Die Unterscheidung geschieht oftmals – und deshalb ist die Chemotherapie bei schnell wachsenden Tumoren am wirksamsten – durch die für den wachsenden Krebs charakteristische häufige Zellteilung. Es gibt aber auch gesunde Zellen, die sich häufig teilen – zum Beispiel in den Haardrüsen, in der Darmschleimhaut und im blutbildenden System. So kann eine Chemotherapie zwar bis zu 99,9 % der Krebszellen vernichten, es treten jedoch fast immer schwere Nebenwirkungen an diesen gesunden Zellen auf. Außerdem können Krebszellen gegen das Chemotherapeutikum sehr schnell resistent werden, indem sie mutieren, d. h. ihr Erbgut verändern.

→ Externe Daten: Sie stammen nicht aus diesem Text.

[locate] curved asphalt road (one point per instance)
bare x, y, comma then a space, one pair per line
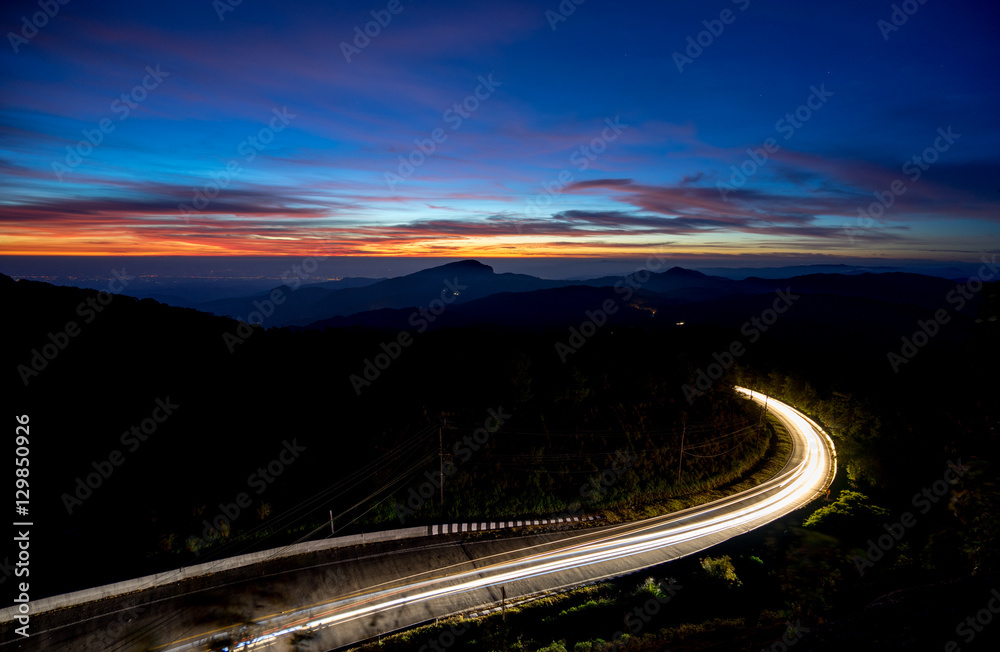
387, 592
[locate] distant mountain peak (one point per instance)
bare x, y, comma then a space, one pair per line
460, 267
680, 271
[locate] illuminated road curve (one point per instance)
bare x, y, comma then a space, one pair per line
334, 598
554, 562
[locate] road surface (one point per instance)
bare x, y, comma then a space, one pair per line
336, 600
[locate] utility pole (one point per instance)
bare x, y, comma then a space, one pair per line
680, 459
441, 456
760, 424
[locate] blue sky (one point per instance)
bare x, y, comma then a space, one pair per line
501, 129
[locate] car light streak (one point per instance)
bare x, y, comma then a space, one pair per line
809, 471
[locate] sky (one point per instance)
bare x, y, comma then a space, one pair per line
747, 131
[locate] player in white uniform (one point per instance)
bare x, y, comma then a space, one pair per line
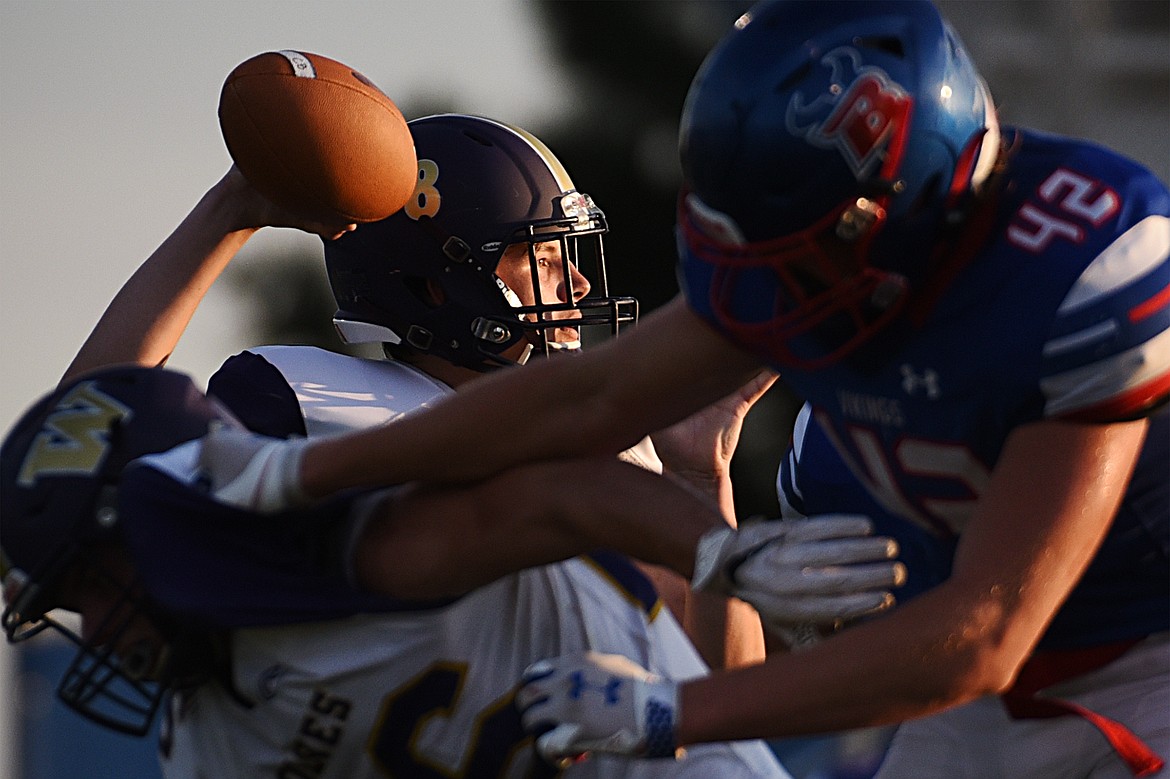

Die Domäne der systemischen Therapie sind diffus ausgebreitete Tumoren wie zum Beispiel der Blutkrebs (Leukämie). Weiterhin Metastasen, die aufgrund ihrer mikroskopischen Größe nicht mehr oder noch nicht diagnostizierbar und lokalisierbar sind. Und schließlich gibt es solide Tumoren, die sich aus technischen Gründen nicht per Operation oder Bestrahlung behandeln lassen.